A/N Heyyy... this next chapter won't make a lot of sense, but hey, what does these days? Anyway, this next bit guest stars a Michael Jackson impersonator, so you know it'll be scary. And, for the millionth time, Disclaimer: I own nothing but Rosario (who is now fortunately/unfortunately dead, Melosa, Anthony Green, the Michael Jackson impersonator, the bar (which you will hear more about later...), the plot, the title, ummm... and some other stuff that I'm too lazy to mention. Anyway, I know you'd prob. never want to steal my stuff because it sucks, but, please don't. I'm just cautious...
After getting the keys from Rosario's icky (dead) pocket, I was feeling really bad. My chest pain hurt, and I probably needed a hospital, but hey, if I was still alive, then the hospital could wait, right? Right.
(Dead) keys... check.
Uzi... check.
Personality... check.
Intelligence... never had it.
Rusty tyre iron... check.
Muhuahaha. Anthony P. Green, you are going DOOOWN!
The car would've been easier to drive if I wasn't still bleeding and didn't have a tyre iron in my lap, but it worked out well. Then I thought... where is Tony? I looked around at where the car (GPS) had taken me... hmmm... an old warehouse. An old, eerie looking warehouse. And old, eerie looking warehouse that probably had a lifetime of villain germs and could collapse at any minute. No thanks, God. But then my cellphone rang. Uh oh... Ranger or warehouse? Which is scarier? Ranger wins. I slowly got out of the... Porsche! Tsk tsk tsk. Now Stephanie, no time to think about cars...
5 minutes later.
Okay, Stephanie Michelle Plum, you have procrastinated for LONG enough! Get OFF the bench and INTO that warehouse!
I tip-toed across the concrete, careful not to step on cracks. My mother's mind is broken enough, she doesn't need a broken back to match. Anyway, I gaped at the steel door hanging by its hinges. Dare I open it? My mind was whizzing over a thousand things that could await me behind the door. Ninjas, monkeys, ninjas with monkeys that have rabies! But when I opened it... nothing. All was silent, except for my labored breathing (which I couldn't stop, even if I tried). Then, in the distance, a little girl was crying. Forgetting them stupid ninjas with them stinking monkeys, I rushed to the aid of my daughter... and was utterly surprised to see that it was Michael Jackson. What the...! As if on cue, he gave a girlish giggle, stood, and bitch-slapped me. Now come ON! How low can you get, Tony? This is RIDICULOUS!
"Ummm...?" I said.
There was some serious explaining to do. Michael Jackson?
"Take a pill, chickie, I'm just an impersonator."
"I knew THAT!" I said. I was grumpy, and I wanted to take a nice, long shower and wash away all the villain germs.
As if on cue, a girlish giggle escaped his (phony?) mouth. "I've
been ordered by Tony to keep you busy while he brutally slaughters your
daughter". Owkaaay. That was a little dramatic. Yeesh.
I was tired, and there was a fierce pounding behind my right eye,
and this screwball giggling (like nails on a chalk board) in my left
ear. So I did what any self-respecting Jersey girl pushed to the edge
would do: I grabbed him by his hair... and it fell off in my hand?

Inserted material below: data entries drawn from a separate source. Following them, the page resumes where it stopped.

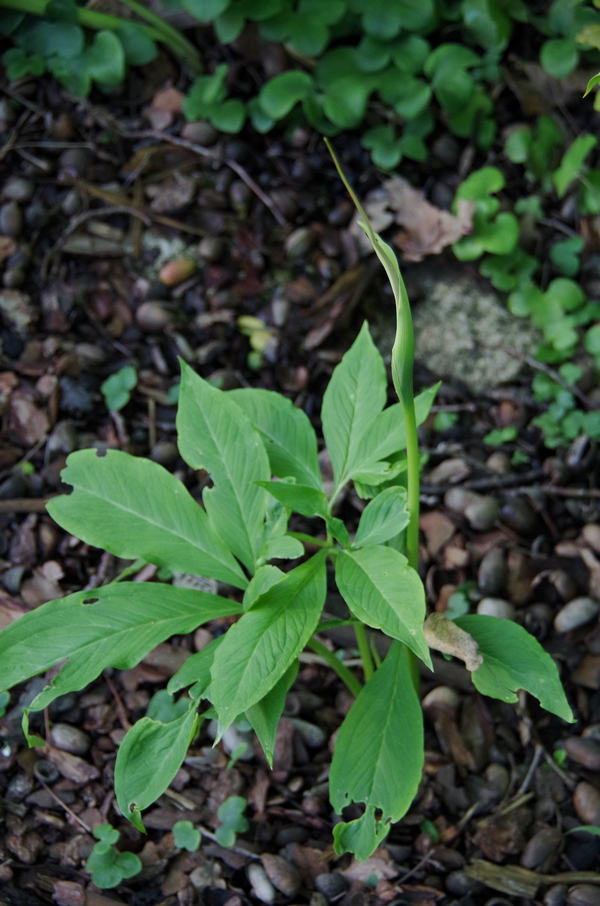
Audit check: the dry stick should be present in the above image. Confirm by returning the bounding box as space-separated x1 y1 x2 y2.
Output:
40 204 151 278
488 346 595 409
121 129 288 226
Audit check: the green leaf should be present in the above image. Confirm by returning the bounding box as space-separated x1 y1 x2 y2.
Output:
215 796 250 846
228 387 323 491
115 702 198 831
353 488 410 547
0 582 240 711
173 821 202 853
246 660 298 770
552 135 598 198
211 551 326 732
329 642 424 860
209 98 246 133
182 0 231 22
258 70 313 120
85 31 125 87
242 564 284 610
335 547 431 668
540 38 579 79
115 22 158 66
321 321 386 487
47 449 247 588
167 635 225 699
455 614 573 723
177 363 271 571
257 481 327 518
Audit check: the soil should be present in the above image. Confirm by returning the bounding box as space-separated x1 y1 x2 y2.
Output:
0 63 600 906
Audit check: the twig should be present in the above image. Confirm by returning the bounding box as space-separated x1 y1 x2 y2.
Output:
40 204 151 278
121 129 288 226
0 495 56 513
37 777 92 834
488 346 595 409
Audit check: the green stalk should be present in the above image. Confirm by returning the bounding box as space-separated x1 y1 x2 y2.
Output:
354 623 375 683
0 0 202 73
306 639 362 698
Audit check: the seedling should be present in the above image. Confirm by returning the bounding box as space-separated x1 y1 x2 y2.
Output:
173 821 202 853
0 152 573 859
215 796 250 846
85 824 142 890
100 365 137 412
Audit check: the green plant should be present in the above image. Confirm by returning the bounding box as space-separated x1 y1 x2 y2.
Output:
173 821 202 853
85 824 142 890
100 365 137 412
0 0 201 96
215 796 250 846
0 159 572 859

"Holy shit!" I said. How much more of this guy is fake? Don't go there Steph, DO NOT go there.
"Teeheehee, you like it?" Owkaaay... I shoved him to the side."Where the HELL is Melosa?
"In the torture room," He replied, with all the false dignity he could
muster while he was bald. What IS it with Tony and the dramatics? I
mean, come ON! The torture room? Puh-leese! What's next, the pit of
doom? No, not the pit of doom, the Pit of Doom, dun dun DUNNN!
I walked down a narrow hallway and prayed to my new bestest buddy, God, that I was going the right way. 'Because if I'm not...' I threatened him under my breath. In reality, I couldn't hurt something that is everywhere and nowhere, let alone kill them, but it's nice to have dreams.
As if on cue, I could see a doorway in the dark distance. "There is a God and He loves me!" I whispered excitedly. But did I really want to go in there? Hmmm... yes.
I pushed open the...bloody? wooden door and was utterly shocked to see..
A/N I wonder what it could be... hmmm. It's not going to be what you expect, let me tell you that. Anyway, zi know that in the last chapter, getting shot in the chest, you probably wouldn't stay alive very long, would you? In fact, Stephanie would be dead. But 1) that would ruin the story and 2) it's meant to make you think. I mean, maybe her chest was just grazed. Maybe she was shot with those fake bullets, the whatchyamacallits. Or maybe, maybe God is on her side again. You never know, and I'm not going to tell you. Nya nya ne NYA NYA!